# Using the Stable Baselines RL library

## Installation

<u>Correct way of using pip with anaconda</u>
* always create an environment, to not mess up the base environment: `conda create -n <myenv> python=<python version>`
* first try conda install: `conda install <your package>`
* if this doesn't work, try the conda forge channel: `conda install -c conda-forge <your package>`
* if this doesn't work, try pip in the following way:
  * `conda install pip`
  * `<location of anaconda>\anaconda\envs\<your env>\Scripts\pip install <your package>` (to be sure to use the correct pip binary)
* hwo to check the location of pip:
  * `which pip` (linux)
  * `where pip` (windows cmd)
  * `Get-Command pip` (windows powershell)
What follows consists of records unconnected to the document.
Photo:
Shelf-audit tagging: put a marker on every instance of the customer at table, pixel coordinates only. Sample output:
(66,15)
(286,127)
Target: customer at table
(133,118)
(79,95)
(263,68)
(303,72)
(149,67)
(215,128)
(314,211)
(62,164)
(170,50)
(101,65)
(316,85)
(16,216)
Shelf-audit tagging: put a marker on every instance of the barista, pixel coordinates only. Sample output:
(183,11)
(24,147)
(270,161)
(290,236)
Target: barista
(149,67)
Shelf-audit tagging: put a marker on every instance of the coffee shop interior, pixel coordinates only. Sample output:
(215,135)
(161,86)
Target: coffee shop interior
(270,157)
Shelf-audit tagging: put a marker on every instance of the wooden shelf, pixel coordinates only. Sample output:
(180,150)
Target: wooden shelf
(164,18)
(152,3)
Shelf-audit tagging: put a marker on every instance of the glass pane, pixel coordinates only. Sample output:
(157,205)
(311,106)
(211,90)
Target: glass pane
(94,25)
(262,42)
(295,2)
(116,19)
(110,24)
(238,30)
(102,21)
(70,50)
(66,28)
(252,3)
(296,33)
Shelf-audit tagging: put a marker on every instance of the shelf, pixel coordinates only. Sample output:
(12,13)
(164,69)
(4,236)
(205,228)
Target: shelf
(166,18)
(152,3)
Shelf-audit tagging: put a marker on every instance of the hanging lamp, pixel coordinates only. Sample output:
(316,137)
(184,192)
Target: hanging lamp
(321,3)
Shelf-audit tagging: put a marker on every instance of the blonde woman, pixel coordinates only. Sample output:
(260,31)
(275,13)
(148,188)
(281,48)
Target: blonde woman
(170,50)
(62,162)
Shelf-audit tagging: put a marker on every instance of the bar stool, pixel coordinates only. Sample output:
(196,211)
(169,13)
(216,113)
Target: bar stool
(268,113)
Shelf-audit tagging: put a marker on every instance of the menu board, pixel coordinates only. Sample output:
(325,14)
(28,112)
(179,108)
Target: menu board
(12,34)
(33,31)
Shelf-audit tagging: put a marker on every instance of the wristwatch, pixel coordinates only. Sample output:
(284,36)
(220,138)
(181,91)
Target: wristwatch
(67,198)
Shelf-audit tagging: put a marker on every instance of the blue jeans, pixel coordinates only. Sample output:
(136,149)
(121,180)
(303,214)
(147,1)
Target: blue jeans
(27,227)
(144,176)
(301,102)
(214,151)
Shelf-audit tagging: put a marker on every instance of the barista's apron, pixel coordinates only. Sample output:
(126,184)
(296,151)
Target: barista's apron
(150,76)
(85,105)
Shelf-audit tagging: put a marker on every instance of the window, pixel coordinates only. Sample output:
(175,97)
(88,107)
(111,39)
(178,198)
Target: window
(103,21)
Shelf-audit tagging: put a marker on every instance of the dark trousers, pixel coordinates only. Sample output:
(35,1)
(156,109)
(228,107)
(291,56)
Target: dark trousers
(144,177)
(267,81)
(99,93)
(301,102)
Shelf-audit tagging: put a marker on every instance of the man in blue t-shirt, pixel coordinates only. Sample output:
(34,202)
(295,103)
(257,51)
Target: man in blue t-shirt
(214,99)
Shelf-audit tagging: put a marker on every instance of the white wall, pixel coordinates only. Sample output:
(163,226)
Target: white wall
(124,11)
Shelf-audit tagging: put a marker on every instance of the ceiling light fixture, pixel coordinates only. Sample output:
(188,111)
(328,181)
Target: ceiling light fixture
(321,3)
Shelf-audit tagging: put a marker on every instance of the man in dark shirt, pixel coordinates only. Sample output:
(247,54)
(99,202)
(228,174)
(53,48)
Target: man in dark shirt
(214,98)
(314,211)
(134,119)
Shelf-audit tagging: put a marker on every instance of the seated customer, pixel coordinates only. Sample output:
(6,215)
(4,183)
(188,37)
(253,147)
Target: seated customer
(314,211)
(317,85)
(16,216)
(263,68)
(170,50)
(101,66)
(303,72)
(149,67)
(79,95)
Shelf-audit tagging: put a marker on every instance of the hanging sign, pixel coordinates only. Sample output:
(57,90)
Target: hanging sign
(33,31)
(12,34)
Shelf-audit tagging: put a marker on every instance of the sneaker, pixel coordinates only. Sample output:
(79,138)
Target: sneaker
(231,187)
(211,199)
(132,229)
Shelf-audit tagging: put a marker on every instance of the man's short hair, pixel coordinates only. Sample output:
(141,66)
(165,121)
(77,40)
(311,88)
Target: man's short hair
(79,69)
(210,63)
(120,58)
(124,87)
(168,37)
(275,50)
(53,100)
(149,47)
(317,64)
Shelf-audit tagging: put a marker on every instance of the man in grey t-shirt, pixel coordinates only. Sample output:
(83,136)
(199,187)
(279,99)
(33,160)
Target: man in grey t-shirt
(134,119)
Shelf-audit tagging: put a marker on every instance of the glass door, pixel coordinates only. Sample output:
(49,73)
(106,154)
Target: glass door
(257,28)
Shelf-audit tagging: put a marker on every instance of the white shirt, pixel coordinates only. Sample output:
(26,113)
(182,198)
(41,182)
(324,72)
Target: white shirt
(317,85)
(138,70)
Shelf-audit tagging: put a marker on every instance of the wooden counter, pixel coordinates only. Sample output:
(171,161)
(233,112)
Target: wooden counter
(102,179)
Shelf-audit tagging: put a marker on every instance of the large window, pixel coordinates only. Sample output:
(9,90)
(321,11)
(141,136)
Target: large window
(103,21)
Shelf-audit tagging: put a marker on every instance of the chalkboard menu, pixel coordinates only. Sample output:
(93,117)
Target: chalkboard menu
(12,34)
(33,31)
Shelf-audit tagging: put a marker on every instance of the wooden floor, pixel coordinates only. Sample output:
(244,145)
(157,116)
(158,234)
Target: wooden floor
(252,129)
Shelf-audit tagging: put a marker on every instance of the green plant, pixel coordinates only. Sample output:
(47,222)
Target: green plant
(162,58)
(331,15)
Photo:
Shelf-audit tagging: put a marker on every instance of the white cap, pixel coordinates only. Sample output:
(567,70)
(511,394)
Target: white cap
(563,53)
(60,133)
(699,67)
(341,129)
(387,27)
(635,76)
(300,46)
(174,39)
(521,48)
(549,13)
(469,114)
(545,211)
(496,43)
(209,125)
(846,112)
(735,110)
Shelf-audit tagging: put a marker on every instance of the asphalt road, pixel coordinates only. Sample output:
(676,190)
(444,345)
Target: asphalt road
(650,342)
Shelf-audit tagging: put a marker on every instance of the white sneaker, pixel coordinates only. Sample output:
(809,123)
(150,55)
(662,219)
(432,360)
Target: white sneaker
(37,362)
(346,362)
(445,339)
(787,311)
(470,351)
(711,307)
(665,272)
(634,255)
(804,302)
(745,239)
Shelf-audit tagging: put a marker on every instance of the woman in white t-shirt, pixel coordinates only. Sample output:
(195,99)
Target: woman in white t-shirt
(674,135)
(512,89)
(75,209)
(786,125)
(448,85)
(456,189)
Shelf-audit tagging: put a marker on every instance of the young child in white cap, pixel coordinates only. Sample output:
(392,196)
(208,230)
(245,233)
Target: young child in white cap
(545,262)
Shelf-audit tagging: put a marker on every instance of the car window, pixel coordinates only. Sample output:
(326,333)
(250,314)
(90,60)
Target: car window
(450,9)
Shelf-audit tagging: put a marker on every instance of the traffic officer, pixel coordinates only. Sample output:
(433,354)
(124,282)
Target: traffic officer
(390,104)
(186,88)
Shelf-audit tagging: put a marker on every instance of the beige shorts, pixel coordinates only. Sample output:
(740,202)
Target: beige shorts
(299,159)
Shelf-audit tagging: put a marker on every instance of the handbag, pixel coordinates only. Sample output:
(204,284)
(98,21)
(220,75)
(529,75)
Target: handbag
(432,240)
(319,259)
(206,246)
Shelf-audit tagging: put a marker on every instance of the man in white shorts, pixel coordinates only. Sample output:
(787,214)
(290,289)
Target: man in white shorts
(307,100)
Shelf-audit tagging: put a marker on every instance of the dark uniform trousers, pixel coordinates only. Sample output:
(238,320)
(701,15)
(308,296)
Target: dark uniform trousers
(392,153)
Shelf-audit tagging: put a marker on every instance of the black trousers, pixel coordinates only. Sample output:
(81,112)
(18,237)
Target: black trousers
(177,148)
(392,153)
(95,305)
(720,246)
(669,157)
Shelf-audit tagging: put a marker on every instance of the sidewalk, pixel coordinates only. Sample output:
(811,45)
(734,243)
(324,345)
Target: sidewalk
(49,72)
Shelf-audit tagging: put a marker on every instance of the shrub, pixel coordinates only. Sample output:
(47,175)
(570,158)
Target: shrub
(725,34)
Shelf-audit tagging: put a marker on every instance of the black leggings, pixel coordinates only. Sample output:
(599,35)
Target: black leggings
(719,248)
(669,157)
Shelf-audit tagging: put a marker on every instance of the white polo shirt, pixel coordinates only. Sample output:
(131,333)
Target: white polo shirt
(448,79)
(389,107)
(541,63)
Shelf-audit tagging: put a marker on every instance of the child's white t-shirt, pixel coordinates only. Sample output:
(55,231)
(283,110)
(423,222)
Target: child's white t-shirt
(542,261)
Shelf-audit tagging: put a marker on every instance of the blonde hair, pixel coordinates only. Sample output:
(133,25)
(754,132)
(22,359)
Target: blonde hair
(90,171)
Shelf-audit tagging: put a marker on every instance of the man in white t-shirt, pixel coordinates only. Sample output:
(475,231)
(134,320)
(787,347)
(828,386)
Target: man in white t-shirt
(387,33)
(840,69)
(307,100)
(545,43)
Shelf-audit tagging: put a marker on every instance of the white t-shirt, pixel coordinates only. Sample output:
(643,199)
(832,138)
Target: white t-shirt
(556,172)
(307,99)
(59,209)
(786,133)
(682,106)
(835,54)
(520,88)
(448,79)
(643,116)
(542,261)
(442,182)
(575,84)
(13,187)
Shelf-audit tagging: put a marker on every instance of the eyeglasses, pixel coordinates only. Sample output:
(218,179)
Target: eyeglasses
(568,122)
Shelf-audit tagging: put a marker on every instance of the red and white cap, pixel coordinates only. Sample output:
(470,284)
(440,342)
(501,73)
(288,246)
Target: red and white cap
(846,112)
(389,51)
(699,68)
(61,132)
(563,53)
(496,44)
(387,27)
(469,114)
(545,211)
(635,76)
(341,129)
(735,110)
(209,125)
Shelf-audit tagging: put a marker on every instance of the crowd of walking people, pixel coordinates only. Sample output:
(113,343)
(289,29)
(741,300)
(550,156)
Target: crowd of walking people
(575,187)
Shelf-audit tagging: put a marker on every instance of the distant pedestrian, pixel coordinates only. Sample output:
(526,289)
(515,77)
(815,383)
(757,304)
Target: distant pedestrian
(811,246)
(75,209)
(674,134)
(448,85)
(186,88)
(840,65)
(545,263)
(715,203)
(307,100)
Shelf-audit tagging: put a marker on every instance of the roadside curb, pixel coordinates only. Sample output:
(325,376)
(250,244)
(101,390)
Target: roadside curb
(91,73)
So installing Stable Baselines will be:
* `conda create -n py36 python=3.6`
* `conda activate py36`
* `conda install pip`
* `conda install tensorflow=1.15` (stable-baselines version 2 does not support tensorflow 2, whereas version 3 uses pytorch)
* `<location of anaconda>\anaconda\envs\<your env>\Scripts\pip install stable-baselines` (to be sure to use the correct pip binary)

Possible installation problems:
* Error “AttributeError: module 'gym.envs.box2d' has no attribute ‘MountainCar’”. Solution is to install the packages `swig`, `pocketsphinx` and `gym[all]`.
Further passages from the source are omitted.